In writing to an Indian agent in 1755, Washington was "greatly enraptured"
at hearing of his approach, dwelt upon the man's "hearty attachment to our
glorious Cause" and his "Courage of which I have had very great proofs."
Inclosing a copy of the letter to the governor, Washington said, "the
letter savors a little of flattery &c., &c., but this, I hope is
justifiable on such an occasion."
With his London agent there was a little difficulty in 1771, and
Washington objected to a letter received "because there is one paragraph
in particular in it ... which appears to me to contain an implication of
my having deviated from the truth." A more general charge was Charles
Lee's: "I aver that his Excellencies letter was from beginning to the end
a most abominable lie."
As a ruse de guerre Washington drew up for a spy in 1779 a series of
false statements as to the position and number of his army for him to
report to the British.

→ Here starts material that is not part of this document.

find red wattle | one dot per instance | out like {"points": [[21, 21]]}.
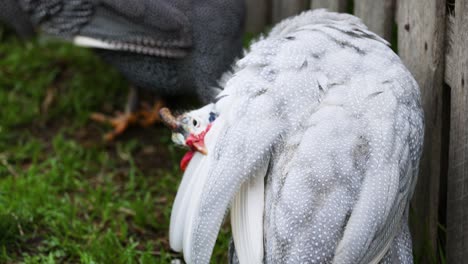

And in preparation for the campaign of 1781 "much
trouble was taken and finesse used to misguide and bewilder Sir Henry
Clinton by making a deceptive provision of ovens, forage and boats in his
neighborhood." "Nor were less pains taken to deceive our own army," and
even "the highest military as well as civil officers" were deceived at
this time, not merely that the secret should not leak out, but also "for
the important purpose of inducing the eastern and middle states to make
greater exertions."
When travelling through the South in 1791, Washington entered in his
diary, "Having suffered very much by the dust yesterday--and finding that
parties of Horse, & a number of other Gentlemen were intending to attend
me part of the way to-day, I caused their enquiries respecting the time of
my setting out, to be answered that, I should endeavor to do it before
eight o'clock; but I did it a little after five, by which means I avoided
the inconveniences above mentioned."
Weld, in his "Travels in America," published that "General Washington told
me that he never was so much annoyed by the mosquitos in any part of
America as in Skenesborough, for that they used to bite through the
thickest boot." When this anecdote appeared in print, good old Dr. Dwight,
shocked at the taradiddle, and fearing its evil influence on Washington's
fame, spoiled the joke by explaining in a book that "a gentleman of
great respectability, who was present when General Washington made the
observation referred to, told me that he said, when describing those
mosquitoes to Mr. Weld, that they 'bit through his stockings above the
boots.'" Whoever invented the explanation should also have evolved a type
of boots other than those worn by Washington, for unfortunately for the
story Washington's military boots went above his "small clothes," giving
not even an inch of stocking for either mosquito or explanation. In 1786,
Washington declared that "I do not recollect that in the course of my
life, I ever forfeited my word, or broke a promise made to any one," and
at another time he wrote, "I never say any thing of a Man that I have the
smallest scruple of saying to him."
From 1749 till 1784, and from 1789 till 1797, or a period of forty years,
Washington filled offices of one kind or another, and when he died he
still held a commission. Thus, excluding his boyhood, there were but seven
years of his life in which he was not engaged in the public service. Even
after his retirement from the Presidency he served on a grand jury, and
before this he had several times acted as petit juror. In another way he
was a good citizen, for when at Mount Vernon he invariably attended the
election, rain or shine, though it was a ride of ten miles to the polling
town.
Both his enemies and his friends bore evidence to his honesty. Jefferson
said, "his integrity was most pure, his justice the most inflexible I have
ever known, no motives of interest or consanguinity or friendship or
hatred, being able to bias his decision. He was indeed in every sense of
the words, a wise, a good, and a great man." Pickering wrote that "to the
excellency of his virtues I am not disposed to set any limits. All his
views were upright, all his actions just" Hamilton asserted that "the
General is a very honest Man;" and Tilghman spoke of him as "the honestest
man that I believe ever adorned human nature."